Отвечать пока было неуместно. Боль, которую я ощущал, весила неизмеримо больше, чем две минуты необъяснимых поступков. Лишь после того, как он еще раз удостоил меня вопроса, я счел, что пора выдавить убедительное «да-а-а».
А уж потом грянул громкий рев.
Так получилось не нарочно, хоть я и думал разреветься сразу, как приду на Скальдастигюр, но на улице было скользко, а когда ревешь, видно плохо. Теперь же я твердо стоял в прихожей.
Отец пришел на выручку:
– Это что, из-за девочки?
– Да-а.
В зеркале я видел, что он взял какую-то книгу, бездумно полистал, углубился в чтение. Слыханное ли дело – остаться брошенным среди невысказанного. Я будто стоял на льдине, которую течение все быстрее уносило вниз по реке, и в конце концов пришлось пойти ва-банк.

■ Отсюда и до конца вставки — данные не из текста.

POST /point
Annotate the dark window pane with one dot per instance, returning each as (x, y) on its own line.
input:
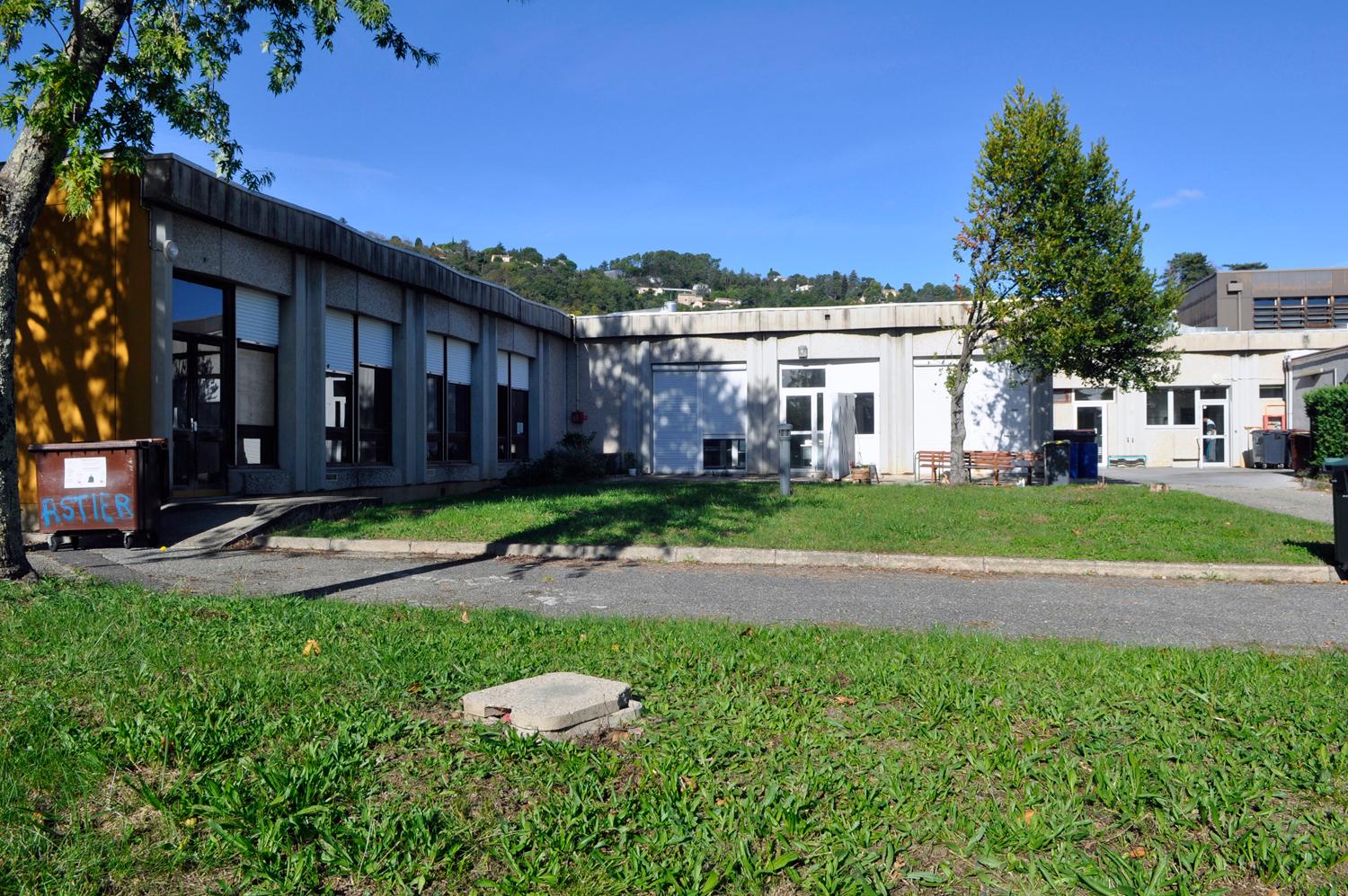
(803, 377)
(865, 413)
(377, 414)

– Спрашивай дальше! – коротко бросил я.
И случилось чудо. Он отложил книгу, встал с кресла и вышел в прихожую.
– Будешь рассказывать?
– Да-а.
– О ком речь?
Я по-прежнему смотрел на шляпную полку, грязь по-прежнему капала на куртку, но пока что было совершенно невозможно оторвать ноги от пола, даже на сантиметр.
– Уннюр. Это Уннюр.
– Чья Уннюр? Эйд и Гюннара?
– Да-а.
– Она тебе нравится?
– Да-а.
– А ты ей нет?
Я попытался утереть сопливый нос, и тут слезы хлынули ручьем, все преграды рухнули.
– Понимаешь, дело… дело в том, что я никогда… никогда не решаюсь уйти домой, пока не уйдут все остальные… ведь Эйнар и Уннюр… я терпеть не могу, когда они вместе, хожу за ними и подглядываю, и мне просто умереть хочется, когда они остаются вдвоем и он что-то ей говорит, а она смеется.
– Ты, значит, ревнуешь?
– Не знаю, что это со мной, просто внутри как-то чудно делается, когда она смеется, и сегодня я подставил ему ножку.
– Он ушибся?
– Нет, место было дурацкое. Возле подушек. Он упал на подушки и решил, что я шучу. На Пасху он едет в Норвегию.

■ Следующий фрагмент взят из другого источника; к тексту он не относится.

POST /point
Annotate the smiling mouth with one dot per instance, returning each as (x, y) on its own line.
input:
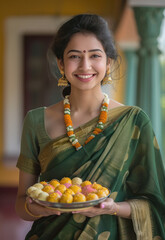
(85, 77)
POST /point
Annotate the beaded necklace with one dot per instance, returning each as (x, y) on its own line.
(99, 127)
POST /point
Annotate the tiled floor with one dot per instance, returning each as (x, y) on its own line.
(11, 226)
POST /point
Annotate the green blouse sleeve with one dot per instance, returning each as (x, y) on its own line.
(28, 158)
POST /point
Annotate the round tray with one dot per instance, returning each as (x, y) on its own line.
(68, 207)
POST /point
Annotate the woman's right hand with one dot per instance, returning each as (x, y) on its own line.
(38, 210)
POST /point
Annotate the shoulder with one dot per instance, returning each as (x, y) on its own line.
(141, 116)
(34, 115)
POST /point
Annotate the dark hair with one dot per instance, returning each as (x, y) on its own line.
(84, 23)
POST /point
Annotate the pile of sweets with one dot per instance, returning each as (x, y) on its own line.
(67, 191)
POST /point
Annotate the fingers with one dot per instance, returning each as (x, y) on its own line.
(107, 204)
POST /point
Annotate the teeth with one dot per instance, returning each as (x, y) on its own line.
(85, 76)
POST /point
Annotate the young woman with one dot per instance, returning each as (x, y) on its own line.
(105, 142)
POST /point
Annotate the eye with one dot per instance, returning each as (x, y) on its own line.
(74, 57)
(95, 56)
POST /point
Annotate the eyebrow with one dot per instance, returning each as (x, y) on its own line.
(78, 51)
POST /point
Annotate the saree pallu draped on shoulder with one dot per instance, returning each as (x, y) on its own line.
(125, 158)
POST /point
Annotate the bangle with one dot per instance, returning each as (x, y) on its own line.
(28, 212)
(117, 210)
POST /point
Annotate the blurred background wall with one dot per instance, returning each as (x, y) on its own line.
(27, 81)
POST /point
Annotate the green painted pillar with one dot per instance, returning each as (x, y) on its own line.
(148, 95)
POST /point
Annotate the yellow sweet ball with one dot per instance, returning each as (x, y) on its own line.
(92, 196)
(105, 190)
(76, 180)
(54, 183)
(65, 180)
(66, 198)
(75, 188)
(48, 189)
(53, 197)
(43, 196)
(61, 188)
(101, 193)
(79, 197)
(96, 186)
(69, 191)
(85, 183)
(34, 194)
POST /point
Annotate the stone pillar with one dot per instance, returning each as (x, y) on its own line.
(149, 76)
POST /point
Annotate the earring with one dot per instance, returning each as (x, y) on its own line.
(107, 79)
(62, 82)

– А как насчет повидать Уннюр в его отсутствие?
– Гмм…
– Можно пригласить ее сюда, с ночевкой, вы тогда поиграете вдвоем.
Я поперхнулся. Что-то уж больно быстро.
– Но о чем… о чем мы… будем говорить?
– А мы составим списочек всего, о чем можно поговорить. Сам-то ты о чем хочешь с нею поговорить?
– Ну… о том, что она красивая, и все такое.
– Тогда возьмем листок и запишем. Чтоб ты не забыл.
– Но ведь у меня духу не хватит. А почему? Почему?
– С женщинами вообще нелегко. Мне тоже нелегко, как ты знаешь. Есть вещи, которые хочется сказать, и есть вещи, которые можно сказать.
Я совершенно выбился из сил, пошел в свою комнату и, наверно, уснул, потому что отец разбудил меня и позвал ужинать, когда уже совсем стемнело.
Отец, большой мастер по части планов и организации, позвонил Эйд и Гюннару – да-да, обоим, потому что они разводились и спорили из-за Уннюр, о чем ни я, ни Уннюр даже не подозревали, – и пригласил ее к нам на Пасху. Уннюр пришла. В розовом платье. Волосы причесаны по-новому – заплетены в косички с голубыми бантами. В руках сумочка с зубной щеткой и пижамой. Она сделала книксен отцу, передала поклон от родителей и держалась до ужаса неестественно. Так же неестественно, как и отец, кстати говоря. Он накрыл ужин на двоих – с салфетками и зажженными свечами, и угощал нас свиными котлетами и сливочным безе. Потом сказал: «Ну, вы тут не скучайте без меня. Я, наверно, вернусь поздно». В минуту слабости я неосторожно объявил, что мы можем побыть дома одни. Это оказалось нелегко. За ужином я то и дело искоса поглядывал на листок, пришпиленный за гардиной.
Показать папин магнитофон.
Посмотреть картинки в книге про секс.
Спросить, не хочет ли она фруктовой воды.
Было довольно скучно, пока она не стала рассказывать о дрязгах Эйд и Гюннара. Уннюр думала, что они, скорей всего, разойдутся. Главное, чтоб друзьями остались, сказала она, красиво сложив губки.
Потом пришло время ложиться спать. Уннюр чистила зубы первой. Один зуб у нее готовился выпасть. Она продемонстрировала мне, как он шатается, и предложила потрогать. Я потрогал. И правда здорово шатается, вот-вот выпадет. Когда я сам чистил зубы, Уннюр ушла в комнату и переоделась в пижаму, но я успел заметить, что штанишки у нее в цветочек, в красный цветочек. Я переоделся в ванной.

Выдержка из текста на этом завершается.